If one considers Deity as a parent figure, it is important that we further that thought and flip the dynamic to see it from the other side.

As a parent, which child do you want to please and which one exasperates you?

Is it the one who is delighted when you do something special for them or the one who scowls and rejects your efforts, even demanding more?

Is it the one who refuses to try a new food because they already decided they will not like it or the one who takes a bold, tiny, taste and then enjoys it with great gusto?

Is it the one who moves confidently through the world with joy or the one who pulls,tugs, and clings, starting every sentence with “I need… I need… I need?”

Is it the one who does a clumsy job of simple tasks and gives their best effort or the one who refuses to try and says, “Do it for me!”

Is it the one who says, “Thank you” or the one who says, “Is this all you’ve got for me?”

Would you want to please Veruca Salt or Charlie Bucket?

How many times does God/dess show us a road less traveled or a plan significantly different from what we had in mind, only to have us balk, complain, and shrink away, refusing to even consider the idea, yet continue to complain about how we are stuck in the same mess we were in last year and the year before that?

How many times do people beg and plead for their personal Deity to help them out of a situation and make things right before they make any effort to effectively manage the situation on their own?

How often do we expect the answer to find its way to us rather than creating paths for it to follow to get there?

Why do we make the Gods and Goddesses work so hard to help us? Are we ungrateful, spoiled, lazy children or radiant, thankful, empowered children who do their part?
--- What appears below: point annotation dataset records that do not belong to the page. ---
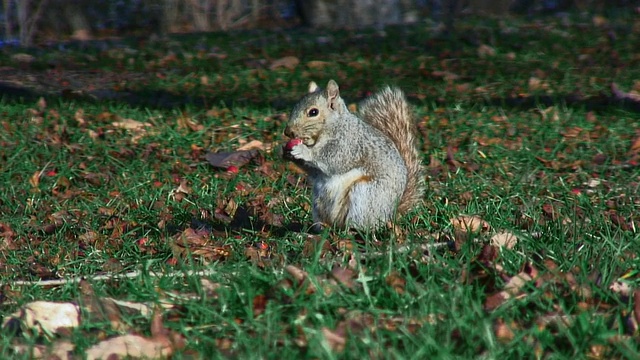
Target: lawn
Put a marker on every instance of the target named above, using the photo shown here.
(526, 245)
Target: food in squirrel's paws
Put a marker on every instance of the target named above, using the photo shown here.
(293, 142)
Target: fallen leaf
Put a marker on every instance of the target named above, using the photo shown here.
(470, 223)
(130, 124)
(57, 350)
(503, 332)
(252, 145)
(317, 64)
(288, 62)
(335, 341)
(486, 51)
(236, 158)
(504, 239)
(46, 317)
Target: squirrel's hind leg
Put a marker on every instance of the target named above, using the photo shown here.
(372, 204)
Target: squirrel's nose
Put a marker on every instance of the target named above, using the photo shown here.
(288, 132)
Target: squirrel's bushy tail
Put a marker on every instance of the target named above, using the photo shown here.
(389, 112)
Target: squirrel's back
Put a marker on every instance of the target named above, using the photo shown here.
(388, 111)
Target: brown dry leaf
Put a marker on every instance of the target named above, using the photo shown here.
(486, 51)
(23, 58)
(226, 159)
(504, 239)
(446, 75)
(636, 309)
(252, 145)
(471, 224)
(512, 288)
(302, 278)
(160, 345)
(599, 21)
(197, 244)
(259, 304)
(535, 83)
(635, 146)
(79, 117)
(345, 276)
(45, 316)
(503, 332)
(549, 113)
(571, 132)
(619, 94)
(34, 180)
(130, 124)
(317, 64)
(335, 341)
(181, 192)
(185, 121)
(288, 62)
(397, 282)
(129, 346)
(100, 309)
(61, 350)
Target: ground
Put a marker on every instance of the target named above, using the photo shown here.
(152, 169)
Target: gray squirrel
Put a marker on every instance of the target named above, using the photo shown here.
(364, 168)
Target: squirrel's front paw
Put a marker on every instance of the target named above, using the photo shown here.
(301, 152)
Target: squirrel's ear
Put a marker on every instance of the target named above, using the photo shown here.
(333, 93)
(313, 87)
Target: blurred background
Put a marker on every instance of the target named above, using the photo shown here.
(28, 22)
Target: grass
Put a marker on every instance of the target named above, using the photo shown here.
(80, 196)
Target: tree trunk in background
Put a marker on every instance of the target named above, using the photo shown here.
(355, 13)
(76, 18)
(8, 20)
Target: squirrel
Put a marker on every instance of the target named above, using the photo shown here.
(365, 167)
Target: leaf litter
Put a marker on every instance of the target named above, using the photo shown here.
(246, 222)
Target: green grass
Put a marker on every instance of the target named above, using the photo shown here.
(102, 189)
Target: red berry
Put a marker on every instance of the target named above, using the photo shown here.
(292, 143)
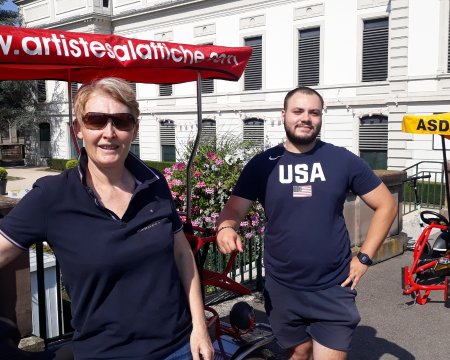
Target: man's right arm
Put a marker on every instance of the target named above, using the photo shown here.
(229, 221)
(8, 251)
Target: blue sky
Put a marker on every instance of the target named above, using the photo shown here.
(9, 5)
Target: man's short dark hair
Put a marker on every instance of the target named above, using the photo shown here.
(303, 90)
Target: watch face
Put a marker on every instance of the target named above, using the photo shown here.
(364, 259)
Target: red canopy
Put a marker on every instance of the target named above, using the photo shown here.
(60, 55)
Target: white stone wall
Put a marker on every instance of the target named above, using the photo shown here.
(418, 78)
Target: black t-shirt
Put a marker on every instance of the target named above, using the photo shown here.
(127, 298)
(306, 242)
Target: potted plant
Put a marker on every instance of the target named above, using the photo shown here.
(3, 180)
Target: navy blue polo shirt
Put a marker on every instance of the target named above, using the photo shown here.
(306, 242)
(127, 298)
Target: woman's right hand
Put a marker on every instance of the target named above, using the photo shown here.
(228, 240)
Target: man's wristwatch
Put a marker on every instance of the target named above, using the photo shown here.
(364, 259)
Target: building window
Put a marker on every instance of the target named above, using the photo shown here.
(44, 140)
(41, 91)
(165, 90)
(207, 86)
(74, 88)
(167, 138)
(373, 140)
(132, 85)
(208, 131)
(73, 150)
(309, 57)
(253, 71)
(254, 131)
(135, 148)
(375, 50)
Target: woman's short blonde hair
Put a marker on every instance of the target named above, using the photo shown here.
(118, 89)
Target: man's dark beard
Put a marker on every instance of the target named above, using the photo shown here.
(301, 141)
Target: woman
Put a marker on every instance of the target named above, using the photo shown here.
(112, 225)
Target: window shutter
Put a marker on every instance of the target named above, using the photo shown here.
(309, 57)
(73, 88)
(208, 130)
(253, 71)
(207, 86)
(42, 91)
(375, 50)
(167, 132)
(165, 89)
(373, 140)
(448, 49)
(254, 131)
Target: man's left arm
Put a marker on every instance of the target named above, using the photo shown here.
(382, 202)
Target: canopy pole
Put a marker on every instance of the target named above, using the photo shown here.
(72, 129)
(194, 148)
(446, 175)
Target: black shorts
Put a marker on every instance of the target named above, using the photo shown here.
(328, 316)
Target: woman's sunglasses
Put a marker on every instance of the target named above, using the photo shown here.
(98, 121)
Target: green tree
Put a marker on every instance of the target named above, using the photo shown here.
(8, 17)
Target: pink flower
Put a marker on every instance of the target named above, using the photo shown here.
(179, 166)
(168, 171)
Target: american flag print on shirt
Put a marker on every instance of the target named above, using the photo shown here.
(302, 191)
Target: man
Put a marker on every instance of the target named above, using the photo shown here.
(310, 273)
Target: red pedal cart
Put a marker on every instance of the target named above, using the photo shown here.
(28, 55)
(430, 268)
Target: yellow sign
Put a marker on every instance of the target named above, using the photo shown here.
(427, 124)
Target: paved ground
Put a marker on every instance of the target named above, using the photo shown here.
(26, 176)
(392, 326)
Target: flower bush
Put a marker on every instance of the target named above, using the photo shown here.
(215, 170)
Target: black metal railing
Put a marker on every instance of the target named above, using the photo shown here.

Parents enjoy pleasing a grateful, loving, joyful child more than the petulant one who whines, complains, and begs constantly. They appreciate the child who says, “Thank you for all you have done for me. Thank you for giving me life. Thank you for what I have. Thank you for this day. Thank you for loving me. Thank you for guiding me. Thank you for teaching me. Thank you for knowing what I need when I am unclear about that.”

Do children really say those things? I am the mother of six ranging in age from fifteen to thirty-seven. I do not believe any of my own children have ever said anything like that to me and I do not believe I ever said that to my parents before they died, although I have afterward. In the case of my parents, it was more along the lines of “Thank you for trying.”

Looking back as a fifty-three year old, however, I can see that would be lovely to experience as a parent and since I have only my human life to relate to in that regard, my choice is to do as others have for time immeasurable. I overlay my know reality onto my relationship with Deity. I strive to give my sacred parents what I will likely never receive as an earthly parent in hopes that it gives them the honor I wish to convey to Them.

Not everyone engages Deity in an authoritative or parent-child relationship. For some, it is a cooperative partnership with well-defined roles and a healthy, mutual dynamic. Some spiritual paths engage their Gods from a position of honoring exclusive of any sort of supplication. For those who do imagine a “Mother Goddess” and or a “Father God,” it is well-rounded and responsible magic to consider what kind of child we are in return.